Gegara Kebijakan Tarif AS, Ekonomi Dunia Bisa Melambat

Ilustrasi. Foto: Freepik.

Gegara Kebijakan Tarif AS, Ekonomi Dunia Bisa Melambat

Naufal Zuhdi • 18 April 2025 20:02

Jakarta: Kebijakan tarif resiprokal Presiden Amerika Serikat (AS) Donald Trump dipastikan berdampak ke Indonesia. Kendati demikian, Anggota Komisi XI DPR RI Bertu Merlas menilai tambahan bea impor dari AS tidak memberikan dampak signifikan bagi pangsa pasar ekspor Indonesia.

"Kalau untuk bea (masuk) impor dari AS sebenarnya tidak terlalu signifikan dampaknya karena volume ekspor ke Amerika Serikat relatif tidak terlalu besar. Tapi yang kita khawatirkan sebenarnya adalah efek domino dari kebijakan tersebut atau sentimen negatifnya ke negara-negara lain," ujar Bertu dalam keterangan tertulis, Jumat, 18 April 2025.

Dia menjelaskan, perang tarif Trump membuat negara-negara lain melakukan langkah proteksi yang mengurangi pangsa pasar barang dunia. Situasi ini akan membuat perlambatan ekonomi dunia, termasuk para investor yang menahan modal mereka dan mengalihkan ke safe haven asset alih-alih menanamkan modal mereka untuk usaha produktif.

"Apabila terjadi perlambatan ekonomi pada negara-negara yang menjadikan Amerika sebagai pangsa pasar maka negara-negara tersebut juga akan kurang membeli bahan baku.

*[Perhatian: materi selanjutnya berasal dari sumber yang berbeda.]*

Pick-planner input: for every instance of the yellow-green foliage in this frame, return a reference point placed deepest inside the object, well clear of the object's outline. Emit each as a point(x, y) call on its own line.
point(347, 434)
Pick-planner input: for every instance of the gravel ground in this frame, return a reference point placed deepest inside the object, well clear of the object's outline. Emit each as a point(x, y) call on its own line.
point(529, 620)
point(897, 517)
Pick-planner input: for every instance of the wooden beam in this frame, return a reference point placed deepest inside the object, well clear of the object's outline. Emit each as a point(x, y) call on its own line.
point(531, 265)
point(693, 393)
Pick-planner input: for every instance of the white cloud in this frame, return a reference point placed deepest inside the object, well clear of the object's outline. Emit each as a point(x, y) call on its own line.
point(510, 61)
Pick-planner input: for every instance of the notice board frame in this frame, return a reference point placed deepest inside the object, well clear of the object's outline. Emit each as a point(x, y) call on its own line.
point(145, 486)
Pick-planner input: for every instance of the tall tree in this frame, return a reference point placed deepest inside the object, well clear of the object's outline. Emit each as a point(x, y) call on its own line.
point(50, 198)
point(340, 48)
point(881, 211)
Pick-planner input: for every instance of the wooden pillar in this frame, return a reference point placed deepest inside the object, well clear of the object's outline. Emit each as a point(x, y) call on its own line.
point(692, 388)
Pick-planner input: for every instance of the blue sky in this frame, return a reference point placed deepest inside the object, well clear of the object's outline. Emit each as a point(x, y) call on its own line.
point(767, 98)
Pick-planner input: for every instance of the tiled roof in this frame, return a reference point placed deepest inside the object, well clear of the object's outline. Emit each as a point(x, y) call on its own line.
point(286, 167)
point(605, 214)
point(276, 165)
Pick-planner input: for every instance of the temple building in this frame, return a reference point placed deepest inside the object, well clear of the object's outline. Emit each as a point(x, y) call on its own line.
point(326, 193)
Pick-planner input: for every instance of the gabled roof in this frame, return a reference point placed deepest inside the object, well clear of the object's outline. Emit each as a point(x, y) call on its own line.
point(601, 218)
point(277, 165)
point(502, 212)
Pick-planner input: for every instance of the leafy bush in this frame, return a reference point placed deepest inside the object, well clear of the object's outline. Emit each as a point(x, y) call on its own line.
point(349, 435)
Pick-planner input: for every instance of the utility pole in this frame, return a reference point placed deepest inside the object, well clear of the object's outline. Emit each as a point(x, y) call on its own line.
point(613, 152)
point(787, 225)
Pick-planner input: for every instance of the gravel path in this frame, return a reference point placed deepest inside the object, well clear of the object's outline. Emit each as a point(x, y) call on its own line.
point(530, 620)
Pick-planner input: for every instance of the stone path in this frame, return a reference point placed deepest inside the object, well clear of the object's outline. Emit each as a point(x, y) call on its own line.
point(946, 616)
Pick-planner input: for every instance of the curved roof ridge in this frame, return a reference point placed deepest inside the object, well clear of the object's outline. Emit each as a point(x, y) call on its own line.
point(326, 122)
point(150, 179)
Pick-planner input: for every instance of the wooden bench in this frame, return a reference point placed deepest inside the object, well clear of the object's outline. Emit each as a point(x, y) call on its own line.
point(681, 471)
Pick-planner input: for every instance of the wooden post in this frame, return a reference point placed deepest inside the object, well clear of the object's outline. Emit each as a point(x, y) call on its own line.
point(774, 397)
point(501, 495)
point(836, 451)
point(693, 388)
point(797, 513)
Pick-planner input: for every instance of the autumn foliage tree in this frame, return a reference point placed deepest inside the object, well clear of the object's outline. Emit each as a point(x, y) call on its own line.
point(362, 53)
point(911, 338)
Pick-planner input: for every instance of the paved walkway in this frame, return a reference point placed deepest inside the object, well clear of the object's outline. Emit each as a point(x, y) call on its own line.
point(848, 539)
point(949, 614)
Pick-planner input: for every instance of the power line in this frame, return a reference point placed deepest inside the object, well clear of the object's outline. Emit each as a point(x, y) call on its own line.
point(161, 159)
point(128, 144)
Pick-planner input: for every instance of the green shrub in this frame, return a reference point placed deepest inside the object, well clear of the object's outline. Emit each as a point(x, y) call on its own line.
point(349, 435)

Indonesia adalah eksportir bahan baku terbanyak. Jadi kalau mereka kurang membeli bahan baku dari Indonesia maka komoditas unggulan Indonesia akan turun. Ini yang berdampak pada Indonesia," kata dia.


Ilustrasi. Foto: Freepik
 

Baca juga: Ini Paket Negosiasi yang Diajukan Indonesia Tanggapi Tarif Trump
 

Indonesia jangan sampai terjebak dalam perang dagang AS-Tiongkok


Bertu mengungkapkan, Indonesia mesti cerdas dalam menempatkan posisi agar tidak terjebak dalam perang dagang Amerika Serikat dengan Tiongkok. Salah satu hal yang harus diwaspadai adalah jika Tiongkok terpaksa menyetop ekspor  ke Amerika Serikat, maka dipastikan ada penurunan permintaan bahan baku dari negara Tirai Bambu ke Indonesia.

"Jika permintaan pembelian bahan baku menurun maka harga jual akan turun dan berdampak pada harga komoditas bahan baku," beber dia.

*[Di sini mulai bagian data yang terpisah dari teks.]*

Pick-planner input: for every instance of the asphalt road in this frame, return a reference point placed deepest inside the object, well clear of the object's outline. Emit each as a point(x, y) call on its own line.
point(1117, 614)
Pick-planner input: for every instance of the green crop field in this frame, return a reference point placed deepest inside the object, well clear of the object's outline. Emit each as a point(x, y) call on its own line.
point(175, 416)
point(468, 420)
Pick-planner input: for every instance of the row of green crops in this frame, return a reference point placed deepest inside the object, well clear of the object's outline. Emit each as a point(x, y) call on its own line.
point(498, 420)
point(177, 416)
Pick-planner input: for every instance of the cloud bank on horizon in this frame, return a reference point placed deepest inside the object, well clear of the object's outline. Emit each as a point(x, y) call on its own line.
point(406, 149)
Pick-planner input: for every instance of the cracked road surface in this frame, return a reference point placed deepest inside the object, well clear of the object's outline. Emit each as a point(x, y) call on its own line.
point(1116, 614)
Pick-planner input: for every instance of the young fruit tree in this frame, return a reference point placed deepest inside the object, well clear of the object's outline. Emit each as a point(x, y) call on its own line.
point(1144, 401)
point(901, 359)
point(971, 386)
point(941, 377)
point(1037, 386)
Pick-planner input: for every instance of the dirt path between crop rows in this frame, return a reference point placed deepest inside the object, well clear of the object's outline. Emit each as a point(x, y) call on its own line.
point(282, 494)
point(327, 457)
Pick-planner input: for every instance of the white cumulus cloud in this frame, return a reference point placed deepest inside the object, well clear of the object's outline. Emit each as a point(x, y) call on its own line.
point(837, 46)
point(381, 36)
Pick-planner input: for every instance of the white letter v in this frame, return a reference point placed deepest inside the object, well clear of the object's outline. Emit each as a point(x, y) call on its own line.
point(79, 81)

Berdasarkan Laporan Badan Pusat Statistik (BPS), ekspor nonmigas Indonesia ke Tiongkok didominasi besi dan baja sejak 2022. Pada 2022, ekspor besi dan baja mencapai 29,9 persen, berlanjut pada Januari-Agustus 2023 yang mencapai 28,29 persen. Sebelumnya, ekspor ke Tiongkok didominasi bahan bakar mineral yang mencapai 29,62 persen pada 2021, lalu turun menjadi 24,40 persen pada 2022 dan 26 persen hingga Agustus 2023 yang menandakan ada peralihan struktur ekspor nonmigas Indonesia ke Tiongkok.

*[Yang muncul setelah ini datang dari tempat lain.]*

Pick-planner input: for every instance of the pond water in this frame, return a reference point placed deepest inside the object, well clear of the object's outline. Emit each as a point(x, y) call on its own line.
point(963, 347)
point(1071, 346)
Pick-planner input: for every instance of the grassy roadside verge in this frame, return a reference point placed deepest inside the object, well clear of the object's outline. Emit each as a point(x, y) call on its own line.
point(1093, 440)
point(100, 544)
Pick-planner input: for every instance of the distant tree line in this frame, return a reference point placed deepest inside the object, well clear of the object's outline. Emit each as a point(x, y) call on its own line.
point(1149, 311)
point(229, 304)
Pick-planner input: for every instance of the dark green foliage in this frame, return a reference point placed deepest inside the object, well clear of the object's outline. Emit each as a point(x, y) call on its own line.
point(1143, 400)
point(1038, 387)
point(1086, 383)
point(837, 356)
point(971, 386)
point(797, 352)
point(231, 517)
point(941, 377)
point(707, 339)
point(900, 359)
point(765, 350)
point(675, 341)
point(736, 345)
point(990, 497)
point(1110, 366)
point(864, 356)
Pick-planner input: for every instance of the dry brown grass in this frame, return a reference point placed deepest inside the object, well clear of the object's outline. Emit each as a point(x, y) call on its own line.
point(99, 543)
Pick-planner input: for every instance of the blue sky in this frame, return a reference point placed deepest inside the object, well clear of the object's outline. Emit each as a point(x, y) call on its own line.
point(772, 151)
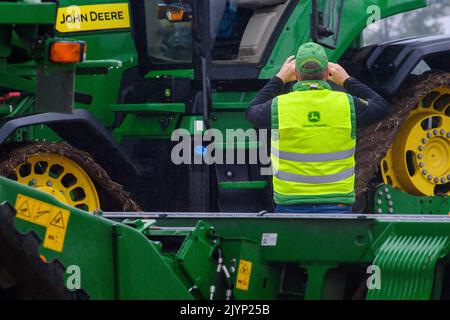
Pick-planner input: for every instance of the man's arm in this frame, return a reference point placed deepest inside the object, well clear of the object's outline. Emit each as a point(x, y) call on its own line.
point(370, 107)
point(259, 113)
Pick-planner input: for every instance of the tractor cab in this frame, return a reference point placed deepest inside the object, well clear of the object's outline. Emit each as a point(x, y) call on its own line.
point(200, 55)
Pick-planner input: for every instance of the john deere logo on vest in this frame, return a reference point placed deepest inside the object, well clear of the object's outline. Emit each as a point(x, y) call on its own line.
point(314, 116)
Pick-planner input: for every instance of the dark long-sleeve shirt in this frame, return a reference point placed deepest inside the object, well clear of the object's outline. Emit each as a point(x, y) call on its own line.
point(369, 105)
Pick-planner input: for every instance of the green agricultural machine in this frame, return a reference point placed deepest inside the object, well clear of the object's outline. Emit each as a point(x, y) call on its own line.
point(96, 95)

Oleh karenanya ia mendesak pemerintah untuk memperbaiki iklim investasi termasuk melakukan deregulasi. Menurutnya Indonesia berpeluang menjadi tujuan investor yang keluar dari negara-negara lain seperti Vietnam, Bangladesh hingga Tiongkok.

"Ada negara-negara yang mempunyai bea impor tinggi yang bisa membuat investor lari. Mereka bisa saja lari ke Indonesia jika kita mempunyai daya tawar lebih termasuk regulasi yang mendukung," kata dia.